The Age, 27 January 1998.
The Australian flag in future would carry an Aboriginal symbol rather than the Union Jack, the Premier, Mr Jeff Kennett, predicted yesterday. His comments came as Ausflag′s release of 100 new flag designs sparked heated debate.
Speaking after the Australia Day flag-raising at Parliament House yesterday, Mr Kennett said the flag′s design should not be a matter for present debate. "But I suppose one day the Aboriginal flag could replace the Union Jack. But looking at the Australian flag... how could you really want to pull it down, tear it up and throw it away?"
Mr Kennett′s prediction was instantly dismissed by Mr Harold Scruby, the executive director of Ausflag, a non-Government organisation lobbying for a new flag before 2000. He said incorporating the Aboriginal flag would be against the wishes of most Aborigines.
"The Aboriginal leaders I have spoken to don′t want that," he said. "They want their flag to remain their flag too, and if we take that, we have got the trifecta: their land, their children and their flag."
Mr Scruby said Ausflag′s Internet web-site had recorded 92,000 hits on Sunday by people anticipating the release of the designs. This was significantly higher than the site′s previous record of 12,000 visits.
Ausflag announced its competition for flag designs in June. Mr Scruby said the plan always was to release them to coincide with Australia Day.
In Perth, the Prime Minister, Mr John Howard, said he saw no valid argument for changing the flag. "I am not in favor of a change, I see no argument for a change," he said. "I have never seen a flag that comes anywhere near approaching the Australian flag."

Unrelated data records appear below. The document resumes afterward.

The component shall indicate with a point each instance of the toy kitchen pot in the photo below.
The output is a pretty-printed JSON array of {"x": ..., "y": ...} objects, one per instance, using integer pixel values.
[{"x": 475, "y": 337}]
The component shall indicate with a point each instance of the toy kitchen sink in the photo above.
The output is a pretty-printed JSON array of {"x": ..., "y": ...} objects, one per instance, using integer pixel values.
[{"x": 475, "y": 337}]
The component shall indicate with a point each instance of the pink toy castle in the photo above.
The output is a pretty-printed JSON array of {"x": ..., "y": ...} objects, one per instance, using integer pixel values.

But he said he welcomed the debate on such symbols and the flag would change if that was the will of the people.
"A nation has symbols, but a nation always has its substance and I think those things are important," Mr Howard said. "But the substance of the nation, the character of the nation, what a nation stands for, is even more important than its symbols."
But with less than a week before the Constitutional Convention begins, many monarchist and republican delegates were sensitive about discussing Ausflag′s designs.
Mrs Janet Holmes à Court, an Australian Republican Movement delegate, is on Ausflag′s board, but the ARM believes the debates about a flag and a new constitution should be conducted separately.
The ARM′s Victorian campaign director, Mr Frank McGuire, did not make any Victorian delegates available to be interviewed.
Ms Wendy Machin, the deputy chairwoman of ARM and a Sydney delegate to the convention, said anyone who "thought for more than five minutes" would realise that changing the flag and the Constitution were separate issues.
Before hanging up the phone, Mr Bruce Ruxton, a delegate for the Australians for a Constitutional Monarchy, said the designs "look like a whole lot of chocolates in a box, wrapped in chocolate paper, toffee paper, OK? Did you expect me to be impressed?"
Ms Mischa Schubert, the delegate for the youth team, Republic4U, said it was "fantastic" that the Ausflag designs were released as people were debating the future shape of the nation.
"I think that if Australia does become a republic, then having a new symbol to honor that change is critical... They are about the same recognition of our national independence."